The Pythagoreans noticed that nice simple ratios of string length made nice sounds together. For example a length with a half length sounded good, and lengths in a ratio of three to two sounded good also. It didn't seem to matter what the lengths were, so long as there was a nice simple ratio between them.Now making music on two strings is a bit limited, so what they tried to find was a collection of lengths that would all sound good together. For convenience, no length would be more than double the shortest length. They settled on a six point scale (a set of agreeable notes). We'll call the longest length Note 1, and make that length our unit. The shortest length (half a unit) we'll call Note 6.

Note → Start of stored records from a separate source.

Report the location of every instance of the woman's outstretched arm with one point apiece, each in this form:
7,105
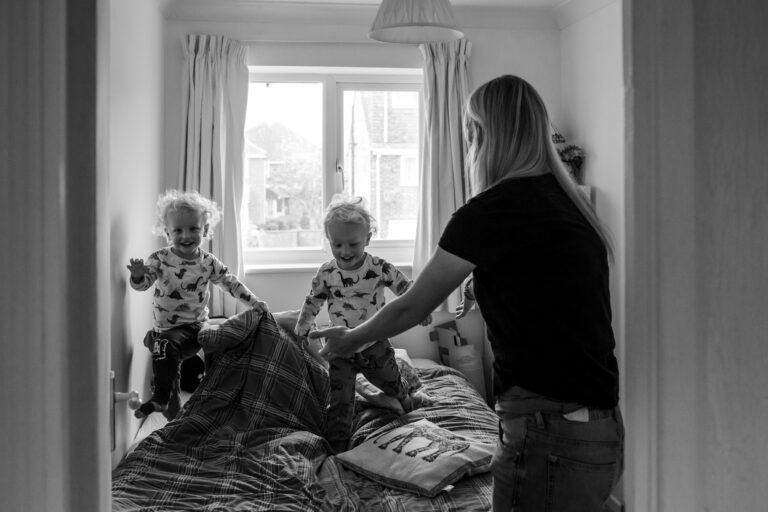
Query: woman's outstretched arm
443,273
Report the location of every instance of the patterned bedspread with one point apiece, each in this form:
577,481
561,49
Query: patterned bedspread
250,438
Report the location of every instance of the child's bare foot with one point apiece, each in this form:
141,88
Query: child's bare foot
416,400
148,408
339,446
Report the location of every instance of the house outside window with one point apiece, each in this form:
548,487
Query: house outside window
311,136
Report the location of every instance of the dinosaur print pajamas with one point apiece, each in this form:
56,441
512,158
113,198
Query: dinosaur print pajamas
353,296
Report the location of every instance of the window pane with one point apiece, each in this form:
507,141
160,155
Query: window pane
283,199
381,151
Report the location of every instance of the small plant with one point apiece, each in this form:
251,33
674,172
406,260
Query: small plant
571,155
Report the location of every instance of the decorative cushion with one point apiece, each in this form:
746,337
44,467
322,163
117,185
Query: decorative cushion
418,457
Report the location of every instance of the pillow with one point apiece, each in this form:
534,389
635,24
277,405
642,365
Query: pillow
418,457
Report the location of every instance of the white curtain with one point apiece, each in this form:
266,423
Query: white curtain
215,92
444,184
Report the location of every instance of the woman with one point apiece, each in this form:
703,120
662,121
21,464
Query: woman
539,260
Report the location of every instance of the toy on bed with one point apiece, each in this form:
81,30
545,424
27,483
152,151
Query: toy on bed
251,437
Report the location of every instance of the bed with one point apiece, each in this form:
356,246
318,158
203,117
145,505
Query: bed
250,437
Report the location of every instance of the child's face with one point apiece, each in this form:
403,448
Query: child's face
348,242
185,230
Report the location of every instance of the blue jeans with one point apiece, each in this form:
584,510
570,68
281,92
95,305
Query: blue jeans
545,462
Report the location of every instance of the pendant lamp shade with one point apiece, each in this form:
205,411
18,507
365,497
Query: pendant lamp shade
414,22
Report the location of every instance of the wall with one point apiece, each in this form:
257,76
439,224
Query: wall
592,92
53,245
135,170
697,256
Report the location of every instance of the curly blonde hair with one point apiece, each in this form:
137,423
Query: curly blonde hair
349,211
192,201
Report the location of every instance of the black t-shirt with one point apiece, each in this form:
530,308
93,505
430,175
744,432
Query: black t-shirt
541,282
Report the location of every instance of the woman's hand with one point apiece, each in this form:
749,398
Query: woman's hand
339,342
465,307
260,306
138,269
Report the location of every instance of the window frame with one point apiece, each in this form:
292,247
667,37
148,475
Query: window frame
335,81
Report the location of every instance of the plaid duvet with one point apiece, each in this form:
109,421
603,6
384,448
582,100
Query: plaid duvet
250,437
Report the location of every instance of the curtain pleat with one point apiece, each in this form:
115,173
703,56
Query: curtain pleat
215,92
444,183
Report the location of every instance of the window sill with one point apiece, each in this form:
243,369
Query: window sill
287,268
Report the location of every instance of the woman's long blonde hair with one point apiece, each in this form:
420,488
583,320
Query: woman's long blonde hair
508,136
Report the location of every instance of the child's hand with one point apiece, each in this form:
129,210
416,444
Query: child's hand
260,306
138,269
465,307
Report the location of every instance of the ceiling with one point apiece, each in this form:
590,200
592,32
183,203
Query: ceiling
468,3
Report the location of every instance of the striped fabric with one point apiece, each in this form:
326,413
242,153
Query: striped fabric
250,437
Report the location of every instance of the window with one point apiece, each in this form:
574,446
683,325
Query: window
310,135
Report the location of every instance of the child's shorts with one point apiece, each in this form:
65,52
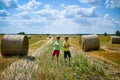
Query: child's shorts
56,52
67,53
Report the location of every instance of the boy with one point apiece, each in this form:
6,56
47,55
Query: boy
56,48
66,46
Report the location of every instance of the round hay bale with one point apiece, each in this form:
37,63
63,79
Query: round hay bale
90,42
115,39
14,45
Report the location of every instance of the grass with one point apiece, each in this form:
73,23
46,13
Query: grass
80,67
6,61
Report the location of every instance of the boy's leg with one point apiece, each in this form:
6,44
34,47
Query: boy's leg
69,55
53,54
65,56
57,54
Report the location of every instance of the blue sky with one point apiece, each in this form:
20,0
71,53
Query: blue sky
59,16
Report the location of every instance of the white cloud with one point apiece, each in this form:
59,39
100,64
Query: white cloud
3,13
76,11
32,4
11,4
91,2
112,3
24,15
48,13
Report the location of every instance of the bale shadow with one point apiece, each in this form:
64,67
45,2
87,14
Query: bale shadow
30,58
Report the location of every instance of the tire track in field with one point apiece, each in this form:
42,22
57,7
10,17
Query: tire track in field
21,70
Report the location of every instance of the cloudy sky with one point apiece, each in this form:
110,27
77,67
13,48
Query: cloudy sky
59,16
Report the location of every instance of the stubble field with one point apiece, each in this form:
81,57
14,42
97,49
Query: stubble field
93,65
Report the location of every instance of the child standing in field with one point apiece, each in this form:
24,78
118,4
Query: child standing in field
56,48
66,47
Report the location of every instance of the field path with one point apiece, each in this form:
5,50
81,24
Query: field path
21,70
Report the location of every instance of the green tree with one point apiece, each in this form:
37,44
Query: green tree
117,33
105,34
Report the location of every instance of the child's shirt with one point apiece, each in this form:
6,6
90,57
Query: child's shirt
66,46
58,45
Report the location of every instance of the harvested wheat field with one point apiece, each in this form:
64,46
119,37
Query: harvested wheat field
102,64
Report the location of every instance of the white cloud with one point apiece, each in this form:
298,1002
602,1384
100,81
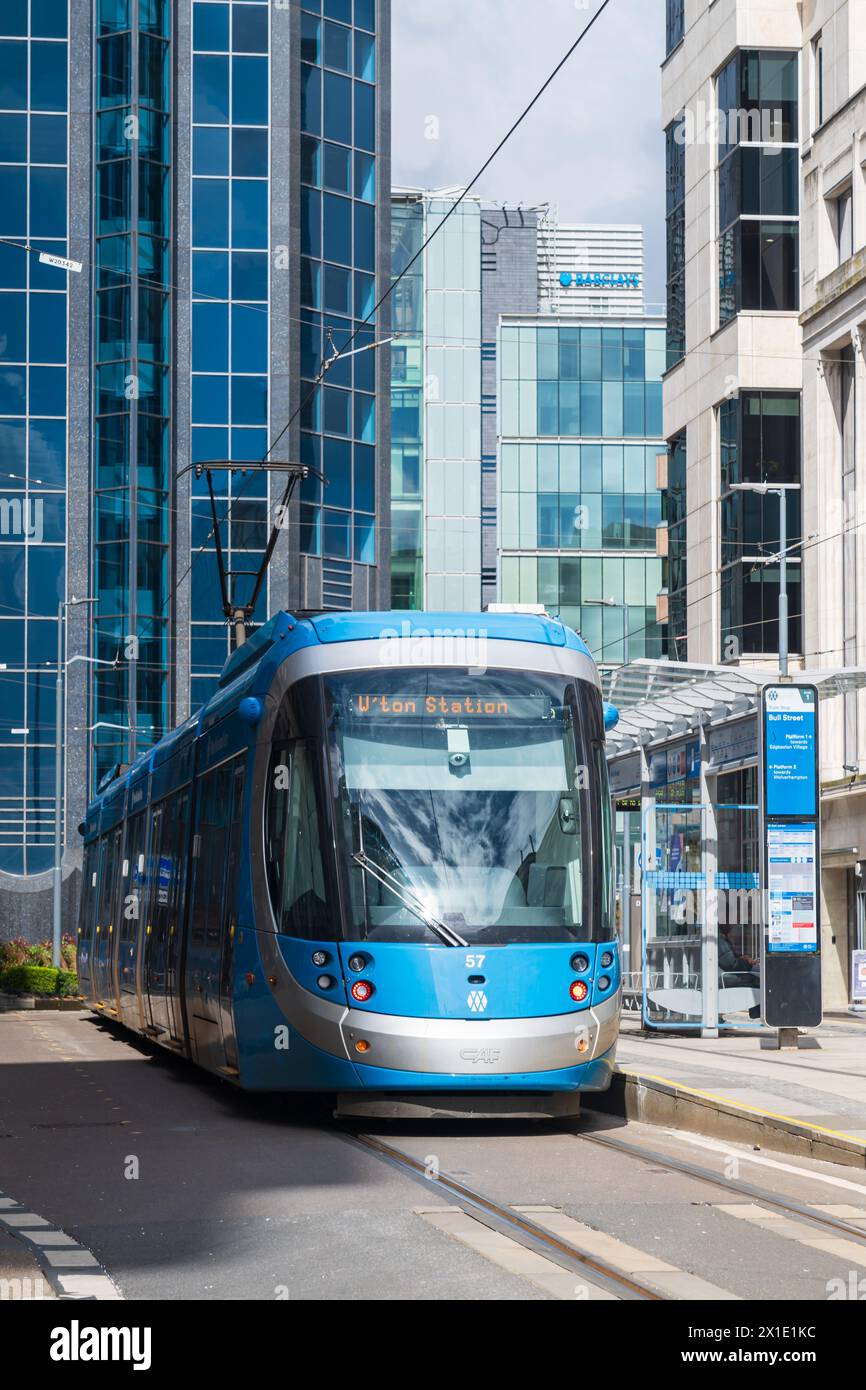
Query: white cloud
592,145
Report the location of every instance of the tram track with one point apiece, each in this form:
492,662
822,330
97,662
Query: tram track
509,1222
733,1186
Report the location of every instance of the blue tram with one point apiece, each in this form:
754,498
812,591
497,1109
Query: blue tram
378,863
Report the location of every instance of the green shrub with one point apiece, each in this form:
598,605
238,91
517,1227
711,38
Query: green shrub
29,979
13,952
28,952
39,954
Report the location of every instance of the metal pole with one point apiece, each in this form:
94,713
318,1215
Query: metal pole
783,583
56,958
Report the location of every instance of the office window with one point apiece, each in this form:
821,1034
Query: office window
758,184
676,24
761,444
818,78
676,243
843,209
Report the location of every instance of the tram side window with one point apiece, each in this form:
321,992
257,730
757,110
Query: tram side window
88,891
293,844
606,856
134,884
174,852
106,880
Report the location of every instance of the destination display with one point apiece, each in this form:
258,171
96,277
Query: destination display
531,706
790,751
791,888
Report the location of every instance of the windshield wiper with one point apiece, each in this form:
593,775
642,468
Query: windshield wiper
409,900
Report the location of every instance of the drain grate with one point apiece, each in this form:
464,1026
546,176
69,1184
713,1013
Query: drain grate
79,1125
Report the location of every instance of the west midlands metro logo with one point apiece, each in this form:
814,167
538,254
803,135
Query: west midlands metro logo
598,280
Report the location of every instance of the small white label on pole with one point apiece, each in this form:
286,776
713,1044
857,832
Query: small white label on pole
60,262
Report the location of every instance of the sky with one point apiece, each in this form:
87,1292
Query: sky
463,70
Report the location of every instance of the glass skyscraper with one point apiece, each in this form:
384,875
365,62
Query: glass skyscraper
220,168
580,427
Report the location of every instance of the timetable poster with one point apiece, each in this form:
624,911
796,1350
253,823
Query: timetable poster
791,888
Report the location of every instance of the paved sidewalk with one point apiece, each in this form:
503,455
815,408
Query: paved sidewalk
21,1278
820,1089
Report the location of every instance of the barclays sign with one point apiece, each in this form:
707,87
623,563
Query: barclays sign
598,280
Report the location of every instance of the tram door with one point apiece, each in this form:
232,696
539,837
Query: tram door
129,925
153,963
106,913
230,922
211,929
163,920
89,888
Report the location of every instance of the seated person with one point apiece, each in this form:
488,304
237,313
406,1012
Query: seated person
736,969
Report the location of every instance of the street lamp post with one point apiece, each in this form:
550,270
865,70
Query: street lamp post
780,491
56,934
612,602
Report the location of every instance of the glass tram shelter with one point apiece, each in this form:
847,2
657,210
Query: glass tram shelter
683,765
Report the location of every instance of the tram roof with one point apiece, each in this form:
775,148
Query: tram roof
313,628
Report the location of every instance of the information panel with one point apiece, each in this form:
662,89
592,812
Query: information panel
790,741
791,888
790,834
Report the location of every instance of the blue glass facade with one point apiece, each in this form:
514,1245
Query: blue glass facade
163,145
230,310
580,426
34,389
338,243
132,377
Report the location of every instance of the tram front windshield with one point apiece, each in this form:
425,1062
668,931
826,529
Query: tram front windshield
463,805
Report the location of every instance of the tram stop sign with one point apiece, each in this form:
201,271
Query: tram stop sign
790,838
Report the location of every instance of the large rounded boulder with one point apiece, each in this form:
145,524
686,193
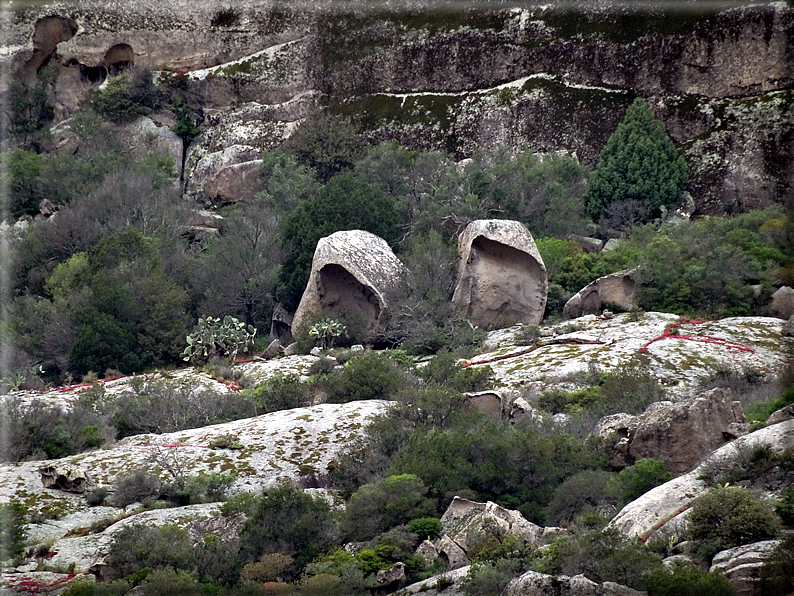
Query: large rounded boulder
354,278
501,275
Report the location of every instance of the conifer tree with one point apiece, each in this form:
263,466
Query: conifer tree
638,163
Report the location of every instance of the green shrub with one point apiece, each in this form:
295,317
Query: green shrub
687,580
425,527
638,163
636,480
785,506
289,521
580,492
282,392
731,516
369,375
390,502
139,486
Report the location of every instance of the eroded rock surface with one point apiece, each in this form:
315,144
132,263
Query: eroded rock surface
742,566
664,504
617,288
540,584
501,275
680,434
354,278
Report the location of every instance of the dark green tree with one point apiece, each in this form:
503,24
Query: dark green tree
344,203
639,163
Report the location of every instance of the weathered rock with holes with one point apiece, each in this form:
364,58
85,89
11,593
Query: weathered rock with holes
72,479
616,288
682,434
783,302
742,566
501,275
540,584
354,277
661,506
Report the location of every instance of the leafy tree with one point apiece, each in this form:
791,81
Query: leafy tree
638,163
344,203
289,521
375,508
731,516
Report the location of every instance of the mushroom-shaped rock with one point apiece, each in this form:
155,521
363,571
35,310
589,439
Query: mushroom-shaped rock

The length which makes a ratio of two to three with the length for Note 1 turned out to be the fourth note in their scale.

What might be good fractions for the Notes 2, 3, and 5 ?

Hint 1 : Remember, we need nice simple ratios between any two strings in your scale.

For example 5/9 of the unit would probably sound good with Note 1 and 6/7 would also sound OK with Note 1, but 5/9 and 6/7 would probably not sound good together because their length ratio (35:54) is not simple.

Hint 2 : Once you have the ratios for all your strings - you should be able to show that taking any pair of strings, you only once have a ratio with numbers bigger than 10.

Hint 3: You have ratios based on halves and thirds - what else could you try?

We had a good collection of offers:

David from St.Albans, Adam from Ystalyfera, Adrianos, Julian from Wilson's School, and Andrei from Bucharest all sent in their chosen sets of fractions with their reasons.

Here's one set in a table : it shows, for example, that 3/4 is 15/16 of 4/5 (check that for yourself)

And here's the spreadsheet file I used to check the fraction sets which people sent in .(Excel file )

If you check some other possible solutions then you will find that Andrei has found the best set.

The topic of music can make a good connection between science and mathematics

The nature of sound and the working of the ear are rich areas of applied mathematics.

The ratio emphasis follows from harmonics or overtones and rests on ideas like lowest common multiple.

One teacher has offered the following comment :This Stage 4 work makes practice in multiplying and dividing fractions purposeful. And in school invites collaboration between the music and mathematics departments.